“Hear me!” Herrick burst out suddenly.

“No, you better hear me first,” said Davis. “Hear me and understand me. We’ve got no use for that fellow, whatever you may have. He’s your kind, he’s not ours; he’s took to you, and he’s wiped his boots on me and Huish. Save him if you can!”

“Save him?” repeated Herrick.

“Save him, if you’re able!” reiterated Davis, with a blow of his clenched fist. “Go ashore, and talk him smooth; and if you get him and his pearls aboard, I’ll spare him. If you don’t, there’s going to be a funeral. Is that so, Huish? does that suit you?”

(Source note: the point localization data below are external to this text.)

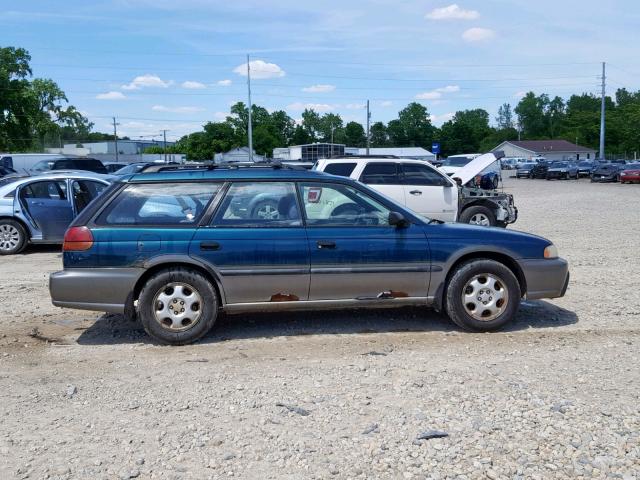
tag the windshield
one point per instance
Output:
(43, 165)
(456, 161)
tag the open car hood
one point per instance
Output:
(474, 167)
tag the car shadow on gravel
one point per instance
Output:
(115, 329)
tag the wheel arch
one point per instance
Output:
(177, 262)
(27, 230)
(499, 257)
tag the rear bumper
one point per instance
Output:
(100, 289)
(545, 278)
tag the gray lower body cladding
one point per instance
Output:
(545, 278)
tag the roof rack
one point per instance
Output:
(362, 156)
(276, 165)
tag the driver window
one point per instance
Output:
(341, 205)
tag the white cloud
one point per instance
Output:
(477, 34)
(147, 81)
(437, 93)
(190, 84)
(111, 96)
(318, 107)
(260, 70)
(440, 119)
(452, 12)
(320, 88)
(162, 108)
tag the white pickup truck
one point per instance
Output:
(429, 191)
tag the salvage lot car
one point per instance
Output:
(175, 269)
(562, 170)
(631, 173)
(39, 209)
(607, 172)
(429, 191)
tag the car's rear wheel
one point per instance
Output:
(478, 215)
(178, 306)
(482, 295)
(13, 237)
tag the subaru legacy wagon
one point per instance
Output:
(175, 248)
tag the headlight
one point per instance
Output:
(551, 251)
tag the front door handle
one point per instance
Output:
(209, 246)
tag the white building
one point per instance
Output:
(416, 153)
(550, 149)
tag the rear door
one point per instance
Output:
(385, 178)
(428, 192)
(49, 207)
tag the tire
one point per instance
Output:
(478, 215)
(479, 316)
(177, 285)
(265, 209)
(13, 237)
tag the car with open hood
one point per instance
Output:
(39, 208)
(463, 196)
(171, 250)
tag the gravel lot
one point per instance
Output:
(342, 394)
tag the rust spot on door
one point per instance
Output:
(284, 297)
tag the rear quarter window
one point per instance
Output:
(340, 169)
(159, 204)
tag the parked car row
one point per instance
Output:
(615, 171)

“I ain’t a forgiving man,” said Huish, “but I’m not the sort to spoil business neither. Bring the bloke on board and bring his pearls along with him, and you can have it your own way; maroon him where you like,—I’m agreeable.”

“Well, and if I can’t?” cried Herrick, while the sweat streamed upon his face. “You talk to me as if I was God Almighty, to do this and that! But if I can’t?”

“My son,” said the captain, “you better do your level best, or you’ll see sights!”

“O yes,” said Huish. “O crikey, yes!” He looked across at Herrick with a toothless smile that was shocking in its savagery; and, his ear caught apparently by the trivial expression he had used, broke into a piece of the chorus of a comic song which he must have heard twenty years before in London: meaningless gibberish that, in that hour and place, seemed hateful as a blasphemy: “Hikey, pikey, crikey, fikey, chillingawallaba dory.”

The captain suffered him to finish; his face was unchanged.

“The way things are, there’s many a man that wouldn’t let you go ashore,” he resumed. “But I’m not that kind. I know you’d never go back on me, Herrick! Or if you choose to,—go, and do it, and be damned!” he cried, and rose abruptly from the table.